特定非営利活動法人府中ノアンテナ
2025.03.11
「山里の額縁工房が作るスツール」。手仕事の職人芸が紡ぐ物語 Vol.3
(手前)藍染、(右奥)柿渋染、(左奥)柿渋鉄媒染の「スツール」

 国内外から多くの人々が訪れる万博に向け、安全面を検証し、強度をより高めるためにスツールは当初の3本から4本脚へと変更を行った。額縁工房「伝統工芸」の卓越した技術を駆使したシンプルなフォルムは変わることなく、凜(りん)とした存在感を示す。木の表情を生かすために草木染も使われる。藍は、栽培から染めまでを一貫して行う福山市の工房が協力。天然の藍ならではの奥深いブルーのスツールは、この地ならではの色合いを醸し出す。

 まちの魅力を知り尽くす小谷は、体験企画にも力を入れる。府中の良さを知ってもらうには直接足を運んでもらい、文化も自然も丸ごと味わってもらうのが一番だと考えるからだ。府中に来てスツールの背景にある物語も感じ取ってほしい。
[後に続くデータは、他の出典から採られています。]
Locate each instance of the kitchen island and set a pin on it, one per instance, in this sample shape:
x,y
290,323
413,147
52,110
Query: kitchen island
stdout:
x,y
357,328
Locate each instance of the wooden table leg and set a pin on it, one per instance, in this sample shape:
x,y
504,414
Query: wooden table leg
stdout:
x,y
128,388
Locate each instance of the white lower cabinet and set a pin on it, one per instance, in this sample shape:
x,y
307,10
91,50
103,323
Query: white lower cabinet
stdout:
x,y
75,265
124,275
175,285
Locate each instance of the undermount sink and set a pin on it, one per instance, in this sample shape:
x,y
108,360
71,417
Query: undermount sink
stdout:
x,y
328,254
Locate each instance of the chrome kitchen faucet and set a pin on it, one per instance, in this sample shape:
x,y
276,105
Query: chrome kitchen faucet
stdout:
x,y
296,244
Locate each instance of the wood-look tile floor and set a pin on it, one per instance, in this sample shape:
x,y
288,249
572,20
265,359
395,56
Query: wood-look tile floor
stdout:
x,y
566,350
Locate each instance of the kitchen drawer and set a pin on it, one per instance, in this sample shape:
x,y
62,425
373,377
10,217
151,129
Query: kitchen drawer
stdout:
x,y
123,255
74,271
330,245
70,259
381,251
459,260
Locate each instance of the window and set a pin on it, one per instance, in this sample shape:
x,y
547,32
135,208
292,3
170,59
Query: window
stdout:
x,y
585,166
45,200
「伝統工芸」では、工場で切断、研磨、塗装などの一連の作業を見学した後、スツールや額縁作りなどに挑戦してもらう。手のかかる部分はキット化しており、数日かかる工程が1日で完了し、そのまま持ち帰れる。

 また食の魅力も伝えていく。国の登録有形文化財で1872年創業の元料亭旅館を改修した料亭「そ 恋しき」では、2013年、2018年にミシュラン1つ星を獲得した料理人が腕を振るい、地元食材を活用した料理を提供する。ほかにも里山に分け入り香りを蒸留して楽しむツアーも計画。自然の中でスツールに座って弁当などを楽しんでもらう予定だ。

 府中のまちは、観光地化されていないがゆえに希少さを保つ。江戸幕府直轄の支配地「天領」であった上下町(じょうげちょう)には、備後の山中で守られた「奇跡の商家群」が残り、日常のありふれた風景の中に歴史が溶け込む。白壁やなまこ壁、格子戸が続き、格式がありながらも、懐かしい町並みを形成する。ここで活動する一般社団法人天領上下まちづくりの会が取り組む「上下天領ツーリズム」のツアーと連携し、「普段の生活の中に入ってもらう」体験も考えている。

 「これからの日本のくらし(まち)をつくる」ことは、Co-Design Challengeのコンセプトだ。小谷は「府中にあったものをうまくつないでいっただけ」と話すが、このまちを見直し潜在能力を引き出す仕組み作りは、整備されて将来に引き継がれていく。府中市がサステナブルであるための基盤作りは大きく前進した。

 「伝統工芸」の家具は「暮らしの引き立て役」だという。万博会場にさりげなく置かれた5脚のスツールに目を留めた来場者が主人公となり、府中のまちを訪れて、ストーリーを作り上げていく。新たな出会いから府中がどう生まれ変わっていくのか。小谷もワクワクする思いで伴走を続けていく。